Pisa, 30 giugno 2010 - Un’altra truffa in materia di multiproprietà: la Confconsumatori di Pisa ottiene giustizia per due associati raggirati e minacciati dal venditore di una multiproprietà, risultata poi inesistente.
I FATTI: I due consumatori erano stati invitati presso un ristorante al fine di essere informati sulla possibilità di poter acquistare alcuni prodotti in promozione (pentole, coperte, eccetera).
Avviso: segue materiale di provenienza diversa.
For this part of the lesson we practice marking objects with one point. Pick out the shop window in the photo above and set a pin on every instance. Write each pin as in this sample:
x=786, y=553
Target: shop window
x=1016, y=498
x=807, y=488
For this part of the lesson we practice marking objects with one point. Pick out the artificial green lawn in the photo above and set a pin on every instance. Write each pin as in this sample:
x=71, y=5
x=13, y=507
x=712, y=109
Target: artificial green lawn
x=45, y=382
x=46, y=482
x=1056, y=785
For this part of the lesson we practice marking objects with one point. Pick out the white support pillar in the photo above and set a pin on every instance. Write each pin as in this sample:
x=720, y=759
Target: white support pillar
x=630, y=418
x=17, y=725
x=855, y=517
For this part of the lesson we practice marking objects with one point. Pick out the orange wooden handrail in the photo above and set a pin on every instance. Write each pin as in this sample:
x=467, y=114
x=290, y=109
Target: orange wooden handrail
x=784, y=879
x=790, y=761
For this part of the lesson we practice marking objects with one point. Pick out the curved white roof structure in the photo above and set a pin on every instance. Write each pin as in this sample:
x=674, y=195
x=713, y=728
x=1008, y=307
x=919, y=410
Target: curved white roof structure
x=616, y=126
Durante la serata, però, viene prospettata loro la possibilità di acquistare un soggiorno in multiproprietà, ma, non essendo convinti e non avendo disponibilità economica, i due si rifiutano di accettare.
Allora viene fatta sottoscrivere loro una brochure, garantendo che ciò non avrebbe comportato alcun impegno di acquisto vincolante, ma si trattava soltanto di una richiesta per future informazioni.
Due giorni dopo, invece, si presenta presso la loro abitazione un venditore il quale pretende la sottoscrizione del contratto di multiproprietà, minacciando che se non avessero firmato avrebbero dovuto pagare ugualmente una sorta di penale di € 3.000.
Per convincere ulteriormente i consumatori, i quali non avevano disponibilità economiche sufficienti per onorare l’impegno, il venditore del multiproprietà esibisce un contratto già precompilato per un finanziamento, con una diversa società.
E così i due associati, pur di non perdere soldi, così come minacciato, decidono di firmare i documenti, per poi accorgersi che in realtà la multiproprietà non esisteva e che i numeri telefonici a cui fare riferire risultavano disattivati; per tale motivo decidono di citare in giudizio la società del multiproprietà e la società finanziaria, chiedendo la restituzione delle somme versate.
LA SENTENZA: Il Giudice ha annullato il contratto di multiproprietà, accogliendo però parzialmente le domande proposte, condannando soltanto la società del multiproprietà a restituire le somme versate, pur non rinvenendo vizi formali nel contratto sottoscritto.
Per quanto riguarda il comportamento del venditore, il quale ha minacciato i consumatori che se non avessero sottoscritto il contratto avrebbero dovuto sborsare € 3000,00, è stato considerato motivo di dolo e quindi causa di annullamento del contratto, in quanto i raggiri usati da uno dei contraenti sono tali che, senza di essi, l’altra parte non avrebbe contrattato. «Il dolo del contraente - spiega l’avvocato Giovanni Longo della Confconsumatori di Pisa, citando la sentenza - è stato determinante per alterare il consenso, fatto che legittima la richiesta di annullamento».
Per quanto riguarda l’altra domanda, ovvero la condanna solidale anche della società finanziaria, gli attori avevano invocato il collegamento funzionale fra i due contratti (c.d. mutuo di scopo).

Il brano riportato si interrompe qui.